Commenting on USS’ annual report and accounts for 2017, Bill Galvin said that “whatever the contributions of others might have been in that outcome, we clearly failed to communicate simply enough, convincingly enough, or from a basis of sufficient trust, to make the key messages clear”.
USS would therefore review its process for the scheme’s valuation with employers, in particular “the early discussions regarding their risk appetite and capacity,” he said.
The 2017 valuation of USS led to the scheme proposing to close its defined benefit (DB) section to future accrual, which in turn led to strike action across UK universities and heated debate about the scheme’s approach to the valuation.
Group CEO Galvin said views of USS had been “pulled to and fro by the 2017 valuation and commentators with polarised agendas”.
“At various points we were accused of being reckless for taking too much risk in our investment strategy, or of being recklessly prudent for our plans to invest more in ‘safer bonds’,” he added.
Objective observers, argued Galvin, would find neither of these statements to be true, just as they would with regard to accusations the scheme was “creating ‘smokescreens’ to hide bigger funding problems” or “manufacturing” deficits.
Compared with many other private pension schemes, USS was “an excellent pension plan” and “doing a good job in difficult circumstances”, he said.
The figures
USS’ funding deficit fell from £12.6bn (€14.1bn) to £12.1bn as at 31 March, on a monitoring basis using 2014 valuation assumptions. The scheme has not yet completed its 2017 valuation due to the disagreement between universities and members.
The ongoing 2017 valuation has reported a £7.5bn deficit (89% funded).
Its assets grew by £3.9bn to reach a total £64.4bn, the vast majority of which are assets in the DB section (£63.6bn).
Investments supporting the DB section of the scheme gained 6.2% over the year under review and 10.6% per annum over five years, which amounted to an outperformance of 1.4% and 0.8%, respectively.
The DB fund also outperformed UK government bonds by £5.6bn over five years to the end of March.
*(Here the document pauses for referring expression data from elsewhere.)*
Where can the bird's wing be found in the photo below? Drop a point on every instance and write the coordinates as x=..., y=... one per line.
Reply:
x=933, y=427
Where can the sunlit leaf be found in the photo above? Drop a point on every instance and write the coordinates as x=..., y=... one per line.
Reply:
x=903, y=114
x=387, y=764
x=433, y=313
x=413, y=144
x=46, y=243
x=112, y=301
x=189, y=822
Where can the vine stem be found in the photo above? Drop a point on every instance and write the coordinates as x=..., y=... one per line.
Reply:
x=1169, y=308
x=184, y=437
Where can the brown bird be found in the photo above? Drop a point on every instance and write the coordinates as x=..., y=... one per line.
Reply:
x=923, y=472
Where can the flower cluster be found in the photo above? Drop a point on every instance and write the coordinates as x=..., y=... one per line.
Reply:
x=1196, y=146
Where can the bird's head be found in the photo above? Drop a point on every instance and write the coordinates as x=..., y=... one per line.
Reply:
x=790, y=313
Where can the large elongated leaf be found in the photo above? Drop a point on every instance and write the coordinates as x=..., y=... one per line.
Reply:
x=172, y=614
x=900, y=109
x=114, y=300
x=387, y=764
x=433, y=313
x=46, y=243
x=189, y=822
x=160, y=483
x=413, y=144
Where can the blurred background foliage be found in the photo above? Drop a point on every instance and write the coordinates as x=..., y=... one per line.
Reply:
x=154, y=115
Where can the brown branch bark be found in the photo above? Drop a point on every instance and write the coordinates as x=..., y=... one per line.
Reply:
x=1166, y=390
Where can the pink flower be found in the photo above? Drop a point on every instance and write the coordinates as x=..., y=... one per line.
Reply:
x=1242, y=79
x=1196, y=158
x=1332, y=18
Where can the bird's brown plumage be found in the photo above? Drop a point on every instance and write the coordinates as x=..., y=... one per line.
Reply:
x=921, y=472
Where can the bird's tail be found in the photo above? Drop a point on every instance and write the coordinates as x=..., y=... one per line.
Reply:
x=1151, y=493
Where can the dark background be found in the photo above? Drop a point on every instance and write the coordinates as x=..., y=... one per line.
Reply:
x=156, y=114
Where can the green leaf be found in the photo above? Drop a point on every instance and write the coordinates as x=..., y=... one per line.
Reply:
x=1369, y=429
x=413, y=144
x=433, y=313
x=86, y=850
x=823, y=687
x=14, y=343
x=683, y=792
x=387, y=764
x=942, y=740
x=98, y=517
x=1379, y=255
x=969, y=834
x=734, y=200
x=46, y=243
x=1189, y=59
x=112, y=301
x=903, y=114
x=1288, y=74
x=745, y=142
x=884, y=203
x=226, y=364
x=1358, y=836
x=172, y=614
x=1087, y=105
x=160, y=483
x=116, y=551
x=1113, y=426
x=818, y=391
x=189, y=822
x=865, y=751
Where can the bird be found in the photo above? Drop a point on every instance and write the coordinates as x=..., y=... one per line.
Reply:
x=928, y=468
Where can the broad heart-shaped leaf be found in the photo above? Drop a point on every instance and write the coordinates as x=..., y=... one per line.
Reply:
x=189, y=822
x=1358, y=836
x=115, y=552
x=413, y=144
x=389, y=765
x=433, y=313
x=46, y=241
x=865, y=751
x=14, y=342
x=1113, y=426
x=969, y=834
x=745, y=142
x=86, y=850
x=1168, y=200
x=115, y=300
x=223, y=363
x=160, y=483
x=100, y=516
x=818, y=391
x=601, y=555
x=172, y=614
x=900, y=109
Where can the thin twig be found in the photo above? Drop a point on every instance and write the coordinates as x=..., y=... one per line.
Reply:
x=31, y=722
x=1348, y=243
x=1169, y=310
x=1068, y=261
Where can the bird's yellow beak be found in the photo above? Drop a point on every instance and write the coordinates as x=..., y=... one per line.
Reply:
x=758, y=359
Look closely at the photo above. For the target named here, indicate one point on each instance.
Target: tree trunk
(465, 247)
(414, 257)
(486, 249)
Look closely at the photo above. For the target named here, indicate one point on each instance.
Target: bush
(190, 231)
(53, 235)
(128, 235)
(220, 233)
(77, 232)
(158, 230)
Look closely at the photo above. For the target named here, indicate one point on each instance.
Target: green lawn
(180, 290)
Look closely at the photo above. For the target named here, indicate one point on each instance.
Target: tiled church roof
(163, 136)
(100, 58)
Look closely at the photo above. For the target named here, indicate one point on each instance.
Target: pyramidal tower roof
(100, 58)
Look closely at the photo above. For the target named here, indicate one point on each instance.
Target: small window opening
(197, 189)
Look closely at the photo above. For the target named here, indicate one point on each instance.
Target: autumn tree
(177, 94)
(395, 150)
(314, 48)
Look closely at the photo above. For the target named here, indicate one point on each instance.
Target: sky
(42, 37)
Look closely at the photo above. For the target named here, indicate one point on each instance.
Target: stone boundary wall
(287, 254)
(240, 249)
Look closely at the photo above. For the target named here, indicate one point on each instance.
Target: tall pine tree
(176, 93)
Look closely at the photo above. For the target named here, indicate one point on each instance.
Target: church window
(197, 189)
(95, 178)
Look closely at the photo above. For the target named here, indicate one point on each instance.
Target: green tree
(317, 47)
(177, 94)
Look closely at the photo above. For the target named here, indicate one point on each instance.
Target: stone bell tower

USS also highlighted its performance on value for money, noting that an independent assessment found it was able to achieve its five-year investment performance at a cost £61m less than that incurred by comparable pension funds in the latest 12-month period assessed.
Investment in internal investment capabilities, which was partly behind a £2.1m increase in staff wages, helped reduce overall investment costs, as a proportion of assets under management, to 31bps, 16bps lower than in 2013/4, according to the scheme.